As for the Mets, it’s difficult to evaluate this move in a vacuum, since we don’t know which way they’ll go with Syndergaard, Wheeler, and the rest of their deadline plans. That Stroman’s strengths don’t align with those of the Mets — as currently constituted, at least — in terms of the quality of their defense does rate as a concern, as does the possibility that they’re in the midst of misreading the current landscape.
That seems to be selling Simeon Woods Richardson a little short.
Eno Sarris on the Fan: "I'd heard if the 2018 draft were redone today, Woods Richardson would go in the top 10."

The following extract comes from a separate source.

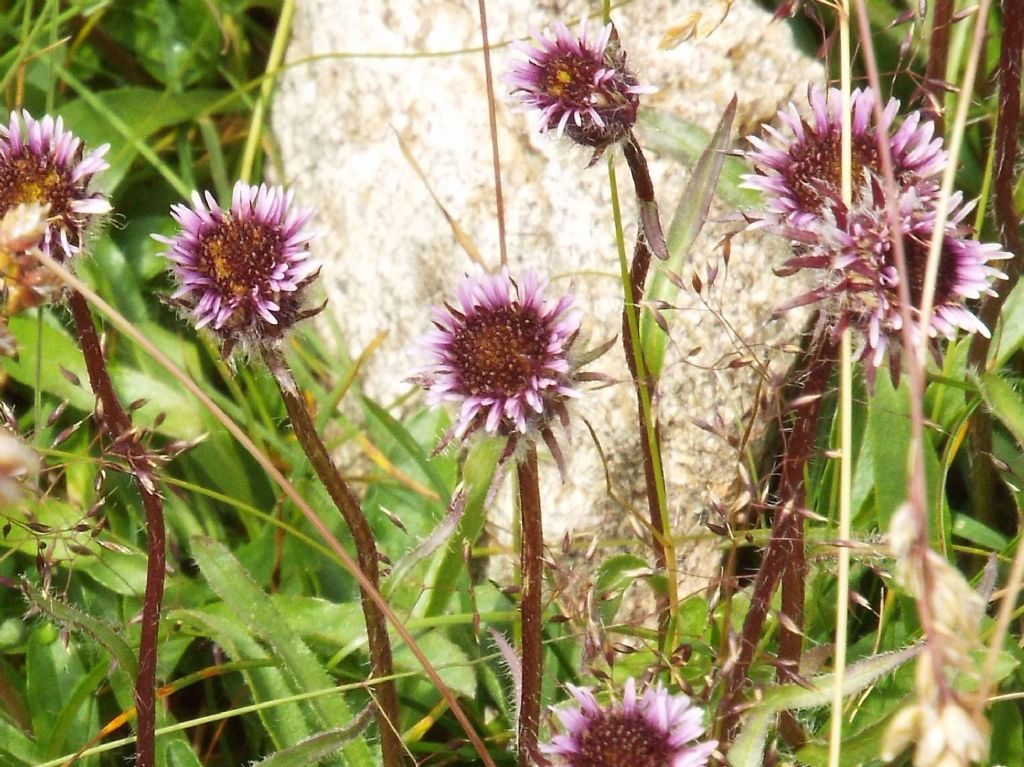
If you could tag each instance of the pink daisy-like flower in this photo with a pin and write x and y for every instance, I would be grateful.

— BVH (@BVHJays) July 29, 2019
Patrick Brennan at Beyond the Box Score also went into some detail about how excellent Woods Richardson’s season in Single-A has been considering his age…
The only pitcher that can really hold a comparison to Woods Richardson’s 2019 season from an age and performance standpoint is 2008 Madison Bumgarner (2.06 FIP in 141 2⁄3 innings). It took Bumgarner one year after that to log innings in Double-A and another year two years to mold himself into one of the game’s best pitchers. Obviously, those standards are completely unfair to hold to Woods Richardson, but with a similar polish to Bumgarner, a fastball that tops in the mid-90s, and an early track-record of strong numbers, it wouldn’t be unreasobale to think that Woods Richardson could have that same ascendance up the minor league ladder and the prospect ranks.
Eno Saris also offered an explanation in The Athletic for why Stroman’s value on the trade market might not have been as high as we expected it to be…
The market right now values fastball velocity and strikeout rate, and so Stroman is not the prize of the market, with his 37th-best velo and 56th-best strikeout rate among 74 qualified starters. The potential corresponding move to this trade for the Mets — trading Syndergaard, or so the rumors go — would sell the best velocity in the big leagues and the 31st-best strikeout rate. The Mets could think they are besting the market.
I don’t know. There’s a lot to take in. It’s a puzzling trade and there’s a lot of information coming out from every angle because of the ramifications this deal has for the market as a whole. All we can do at this point is to wait and see. We’ll see how these two pitchers perform in the Blue Jays’ system and we’ll see how other teams fare in trades when dealing their top starting pitcher.